Hamilton was one of the few great jurists and administrators whom America has ever produced, and it is inconceivable that he did not understand what he was doing. He knew perfectly well that, other things being equal, the simplest administrative mechanism is the best, and he knew also that he was helping to make an extremely complicated mechanism. Not only so, but at the heart of this complexity lay the gigantic cog of the judiciary, which was obviously devised to stop movement. He must have had a reason, beyond the reason he gave, for not only insisting on clothing the judiciary with these unusual political and legislative attributes, but for giving the judiciary an unprecedented fixity of tenure. I suspect that he was actuated by some such considerations as these:
The Federalists, having pretty good cause to suppose themselves in a popular minority, purposed to consolidate the thirteen states under a new sovereign. There were but two methods by which they could prevail; they could use force, or, to secure assent, they could propose some system of arbitration. To escape war the Federalists convened the constitutional convention, and by so doing pledged themselves to arbitration. But if their plan of consolidation were to succeed, it was plain that the arbitrator must arbitrate in their favor, for if he arbitrated as Mr. Jefferson would have wished, the United States under the Constitution would have differed little from the United States under the Confederation. The Federalists, therefore, must control the arbitrator. If the Constitution were to be adopted, Hamilton and every one else knew that Washington would be the first President, and Washington could be relied on to appoint a strong Federalist bench. Hence, whatever might happen subsequently, when the new plan first should go into operation, and when the danger from insubordination among the states would probably be most acute, the judiciary would be made to throw its weight in favor of consolidation, and against disintegration, and, if it did so, it was essential that it should be protected against anything short of a revolutionary attack.

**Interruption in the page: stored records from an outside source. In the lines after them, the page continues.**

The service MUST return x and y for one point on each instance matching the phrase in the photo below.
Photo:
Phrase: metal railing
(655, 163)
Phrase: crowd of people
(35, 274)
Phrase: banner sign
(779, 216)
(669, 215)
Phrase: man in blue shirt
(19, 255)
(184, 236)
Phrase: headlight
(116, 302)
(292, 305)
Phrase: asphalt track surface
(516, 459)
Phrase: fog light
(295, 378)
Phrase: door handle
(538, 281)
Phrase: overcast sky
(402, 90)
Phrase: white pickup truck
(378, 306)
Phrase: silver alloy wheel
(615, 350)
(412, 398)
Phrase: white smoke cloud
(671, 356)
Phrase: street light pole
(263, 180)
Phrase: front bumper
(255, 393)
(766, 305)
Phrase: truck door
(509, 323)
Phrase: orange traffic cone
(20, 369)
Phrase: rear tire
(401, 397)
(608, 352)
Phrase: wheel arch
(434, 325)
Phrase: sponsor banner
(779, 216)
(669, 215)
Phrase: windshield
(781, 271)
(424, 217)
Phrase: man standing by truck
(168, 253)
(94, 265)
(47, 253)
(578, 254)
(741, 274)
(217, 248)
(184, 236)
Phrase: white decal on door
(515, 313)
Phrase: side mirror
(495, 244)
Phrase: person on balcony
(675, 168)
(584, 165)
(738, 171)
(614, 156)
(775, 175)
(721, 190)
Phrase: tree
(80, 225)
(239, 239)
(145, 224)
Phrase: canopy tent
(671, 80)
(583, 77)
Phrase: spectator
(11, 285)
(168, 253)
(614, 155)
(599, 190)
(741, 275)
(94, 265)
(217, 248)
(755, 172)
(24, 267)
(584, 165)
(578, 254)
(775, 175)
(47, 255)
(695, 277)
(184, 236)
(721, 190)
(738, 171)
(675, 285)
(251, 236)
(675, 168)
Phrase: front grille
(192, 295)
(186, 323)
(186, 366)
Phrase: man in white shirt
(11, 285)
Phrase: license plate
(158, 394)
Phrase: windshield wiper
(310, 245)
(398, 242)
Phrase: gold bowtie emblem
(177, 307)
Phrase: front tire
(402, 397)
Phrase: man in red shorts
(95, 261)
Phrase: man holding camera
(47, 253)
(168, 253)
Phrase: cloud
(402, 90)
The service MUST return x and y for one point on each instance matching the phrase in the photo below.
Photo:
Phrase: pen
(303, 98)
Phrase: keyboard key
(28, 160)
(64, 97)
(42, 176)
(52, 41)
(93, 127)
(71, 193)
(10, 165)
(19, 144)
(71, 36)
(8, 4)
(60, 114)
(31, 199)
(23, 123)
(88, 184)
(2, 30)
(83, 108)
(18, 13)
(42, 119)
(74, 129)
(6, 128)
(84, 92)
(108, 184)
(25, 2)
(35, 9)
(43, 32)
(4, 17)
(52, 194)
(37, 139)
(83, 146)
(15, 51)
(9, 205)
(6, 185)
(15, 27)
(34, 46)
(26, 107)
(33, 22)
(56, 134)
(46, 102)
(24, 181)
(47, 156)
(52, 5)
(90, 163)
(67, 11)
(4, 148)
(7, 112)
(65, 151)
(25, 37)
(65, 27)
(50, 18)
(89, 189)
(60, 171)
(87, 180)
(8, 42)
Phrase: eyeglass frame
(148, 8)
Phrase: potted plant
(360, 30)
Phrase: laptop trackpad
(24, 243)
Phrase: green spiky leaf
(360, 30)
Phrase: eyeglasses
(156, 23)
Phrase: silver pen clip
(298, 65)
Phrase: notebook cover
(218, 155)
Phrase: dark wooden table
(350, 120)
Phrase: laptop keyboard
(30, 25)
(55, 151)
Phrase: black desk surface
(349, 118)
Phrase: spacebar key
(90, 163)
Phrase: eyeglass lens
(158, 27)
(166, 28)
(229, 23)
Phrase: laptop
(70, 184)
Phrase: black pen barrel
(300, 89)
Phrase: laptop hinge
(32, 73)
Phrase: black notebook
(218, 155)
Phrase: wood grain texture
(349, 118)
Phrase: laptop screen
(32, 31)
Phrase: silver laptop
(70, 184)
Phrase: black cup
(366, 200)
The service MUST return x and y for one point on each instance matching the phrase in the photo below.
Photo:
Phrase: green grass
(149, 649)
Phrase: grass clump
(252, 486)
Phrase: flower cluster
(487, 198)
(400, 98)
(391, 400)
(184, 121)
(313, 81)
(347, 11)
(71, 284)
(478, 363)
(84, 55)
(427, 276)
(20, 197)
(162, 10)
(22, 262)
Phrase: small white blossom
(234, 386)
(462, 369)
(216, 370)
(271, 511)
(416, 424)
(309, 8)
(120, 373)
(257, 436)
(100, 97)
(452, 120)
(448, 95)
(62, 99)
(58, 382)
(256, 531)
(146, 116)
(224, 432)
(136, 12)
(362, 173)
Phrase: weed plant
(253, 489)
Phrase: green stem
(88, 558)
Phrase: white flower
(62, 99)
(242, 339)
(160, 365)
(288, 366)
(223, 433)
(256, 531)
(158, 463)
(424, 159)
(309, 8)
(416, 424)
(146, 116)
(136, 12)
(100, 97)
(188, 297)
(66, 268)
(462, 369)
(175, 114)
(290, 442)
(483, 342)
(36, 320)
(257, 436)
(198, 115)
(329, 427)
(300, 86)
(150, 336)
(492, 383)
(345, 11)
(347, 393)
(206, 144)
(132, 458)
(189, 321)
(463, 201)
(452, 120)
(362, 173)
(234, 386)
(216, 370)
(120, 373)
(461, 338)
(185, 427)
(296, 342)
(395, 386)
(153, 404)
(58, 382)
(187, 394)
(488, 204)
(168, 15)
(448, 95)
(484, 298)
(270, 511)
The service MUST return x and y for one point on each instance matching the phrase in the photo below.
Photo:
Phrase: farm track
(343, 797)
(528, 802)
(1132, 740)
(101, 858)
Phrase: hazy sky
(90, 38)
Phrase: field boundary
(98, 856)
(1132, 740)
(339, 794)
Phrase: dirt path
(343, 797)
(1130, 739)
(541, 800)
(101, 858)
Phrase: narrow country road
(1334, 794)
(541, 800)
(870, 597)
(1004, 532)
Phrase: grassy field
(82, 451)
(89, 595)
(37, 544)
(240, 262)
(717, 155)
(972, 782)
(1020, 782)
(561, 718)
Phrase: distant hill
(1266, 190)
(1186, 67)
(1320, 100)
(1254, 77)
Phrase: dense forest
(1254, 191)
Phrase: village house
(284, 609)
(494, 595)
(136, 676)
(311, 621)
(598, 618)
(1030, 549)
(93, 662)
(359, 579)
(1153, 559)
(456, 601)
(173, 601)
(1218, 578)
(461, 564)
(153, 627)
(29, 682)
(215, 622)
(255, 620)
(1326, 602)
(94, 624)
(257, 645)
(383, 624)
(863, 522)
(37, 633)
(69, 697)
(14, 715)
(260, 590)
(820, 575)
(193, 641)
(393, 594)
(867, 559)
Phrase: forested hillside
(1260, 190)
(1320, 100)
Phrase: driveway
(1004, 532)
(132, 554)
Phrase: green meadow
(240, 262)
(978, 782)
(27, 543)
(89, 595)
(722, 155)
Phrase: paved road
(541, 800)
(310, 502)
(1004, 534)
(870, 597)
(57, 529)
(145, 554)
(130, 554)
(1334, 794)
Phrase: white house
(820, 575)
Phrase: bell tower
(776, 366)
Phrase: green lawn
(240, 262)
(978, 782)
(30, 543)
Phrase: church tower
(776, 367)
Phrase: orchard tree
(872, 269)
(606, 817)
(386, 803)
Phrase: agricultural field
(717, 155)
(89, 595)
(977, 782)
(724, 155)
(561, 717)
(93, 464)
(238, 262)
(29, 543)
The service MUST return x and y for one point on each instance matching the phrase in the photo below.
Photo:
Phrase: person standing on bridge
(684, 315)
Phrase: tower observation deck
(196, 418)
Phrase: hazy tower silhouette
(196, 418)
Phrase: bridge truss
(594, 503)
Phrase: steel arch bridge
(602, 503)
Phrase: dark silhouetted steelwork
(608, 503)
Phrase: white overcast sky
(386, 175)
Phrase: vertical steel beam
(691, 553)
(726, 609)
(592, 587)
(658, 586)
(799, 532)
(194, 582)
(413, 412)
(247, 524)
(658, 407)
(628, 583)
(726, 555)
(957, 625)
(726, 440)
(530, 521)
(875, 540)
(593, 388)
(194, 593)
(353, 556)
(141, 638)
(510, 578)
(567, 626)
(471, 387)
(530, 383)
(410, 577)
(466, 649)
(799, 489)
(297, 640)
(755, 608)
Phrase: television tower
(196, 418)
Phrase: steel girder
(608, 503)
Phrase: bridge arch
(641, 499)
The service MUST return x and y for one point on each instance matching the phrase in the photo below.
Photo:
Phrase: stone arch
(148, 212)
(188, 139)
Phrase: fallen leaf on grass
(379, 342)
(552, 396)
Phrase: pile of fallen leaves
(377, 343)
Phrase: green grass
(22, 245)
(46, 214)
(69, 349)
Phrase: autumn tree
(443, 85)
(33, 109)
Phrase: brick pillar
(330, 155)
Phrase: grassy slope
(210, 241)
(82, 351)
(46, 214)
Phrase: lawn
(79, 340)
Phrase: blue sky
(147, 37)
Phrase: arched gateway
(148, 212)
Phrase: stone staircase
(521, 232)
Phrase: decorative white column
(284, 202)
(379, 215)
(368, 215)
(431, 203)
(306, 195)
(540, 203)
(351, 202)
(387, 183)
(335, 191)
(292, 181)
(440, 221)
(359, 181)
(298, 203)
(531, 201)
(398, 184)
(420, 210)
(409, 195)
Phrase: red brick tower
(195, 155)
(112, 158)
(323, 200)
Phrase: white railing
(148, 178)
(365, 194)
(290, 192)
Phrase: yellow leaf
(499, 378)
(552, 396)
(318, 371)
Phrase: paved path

In the convention, indeed, Charles Pinckney of South Carolina suggested that Congress should be empowered to negative state legislation, but such an alternative, for obvious reasons, would have been less palatable to Hamilton, since Congress would be only too likely to fall under the control of the Jeffersonian party, while a bench of judges, if once well chosen, might prove to be for many years an “excellent barrier to the encroachments and oppressions of the representative body."[9]
I infer that Hamilton and many other Federalists reasoned somewhat thus, not only from what they wrote, but from the temper of their minds, and, if they did, events largely justified them. John Jay, Oliver Ellsworth, and John Marshall were successively appointed to the office of Chief Justice, nor did the complexion of the Supreme Court change until after 1830.